Pengamat Properti: Waspada Banyak Pengembang Baru Abal-abal di Tahun 2017
Salah satu yang dibicarakan adalah bagaimana kondisi pengembang REI di daerah, birokrasi yang lambat dan proses perizinan panjang.
Editor: Malvyandie Haryadi
TRIBUNNEWS.COM - Kepempinan baru organisasi pengembang Realestat Indonesia (REI) di bawah Soelaeman Soemawinata memiliki tantangan yang berbeda dibanding kepemimpinan periode sebelumnya.
Pada era kepemimpinan Eddy Hussy periode 2013-2016, tantangan yang dihadapi REI adalah melemahnya industri properti sehingga harus banyak mendekati pemerintah.
Sementara akhir 2016 atau memasuki 2017, properti diyakini bakal mengalami kenaikan baik dari sisi volume maupun penjualan.
"Saran kami, jangan sampai pengembang baru bermunculan tidak profesional atau seperti di Yogyakarta yang melarikan uang konsumen. Ada pula di Tangerang, Depok, dan Bekasi," ujar pengamat properti Panangian Simanungkalit kepada Kompas.com, Rabu (20/12/2016).
Ia membandingkan, pada periode sebelumnya, REI lebih banyak melakukan lobi kepada pemerintah.
Salah satu yang dibicarakan adalah bagaimana kondisi pengembang REI di daerah, birokrasi yang lambat dan proses perizinan panjang.
Hal tersebut disuarakan kepada pemerintah untuk menolong bisnis properti yang terpuruk.
"Kalau (REI) sekarang tangtangan lebih sedikit, market sudah di bawah. Secara siklus akan naik dalam 3 tahun ke depan, malah akan booming," kata Panangian.
Tanggung jawab REI sebagai organisasi di depan publik, lanjut dia, adalah membangun kualitas pengembang dan menjaga profesionalitas.
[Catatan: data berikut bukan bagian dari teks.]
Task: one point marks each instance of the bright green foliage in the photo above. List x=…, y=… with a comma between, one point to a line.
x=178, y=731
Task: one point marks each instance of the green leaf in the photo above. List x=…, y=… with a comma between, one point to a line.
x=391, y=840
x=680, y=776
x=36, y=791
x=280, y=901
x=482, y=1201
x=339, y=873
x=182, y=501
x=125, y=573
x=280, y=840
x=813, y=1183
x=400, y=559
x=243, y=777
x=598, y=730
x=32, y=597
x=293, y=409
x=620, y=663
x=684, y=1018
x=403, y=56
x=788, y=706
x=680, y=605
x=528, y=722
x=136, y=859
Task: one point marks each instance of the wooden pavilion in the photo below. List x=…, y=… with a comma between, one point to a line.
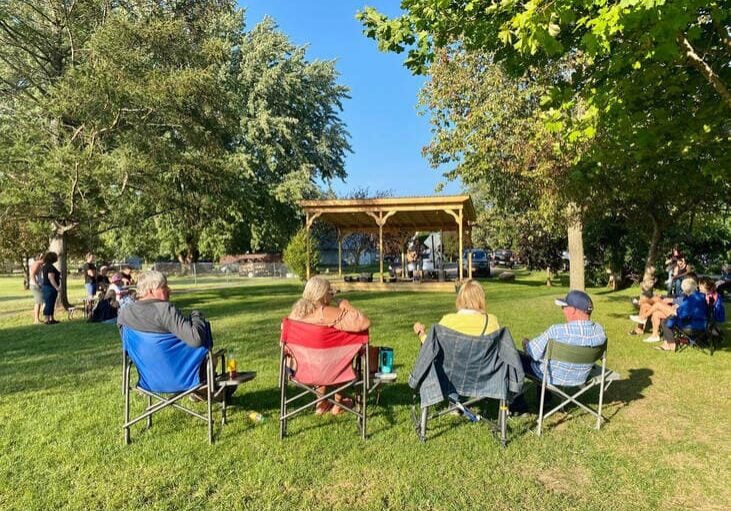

REI juga diharapkan dapat membangun etika bisnis yang lebih profesional.
"Ke depan, banyak bermunculan pengembang hanya karena mabuk bisnis properti tinggi keuntungannya," tutur Panangian.
Ia menambahkan, di satu sisi, pengembang baru cenderung tidak memiliki modal dan pengalaman yang cukup.
Pada akhirnya, ketika pengembang tersebut tidak menyelesaikan proyeknya, maka yang dirugikan adalah konsumen.
Panangian juga mengatakan, jika konsumen sudah merugi, tidak banyak lembaga yang dapat membantu.
Pasalnya, lembaga perlindungan yang sudah ada tidak memiliki posisi kuat seperti di Australia atau Singapura.
Karena tertekan tingginya permintaan dan sedikitnya pasokan, industri properti dapat mengalahkan lembaga tersebut.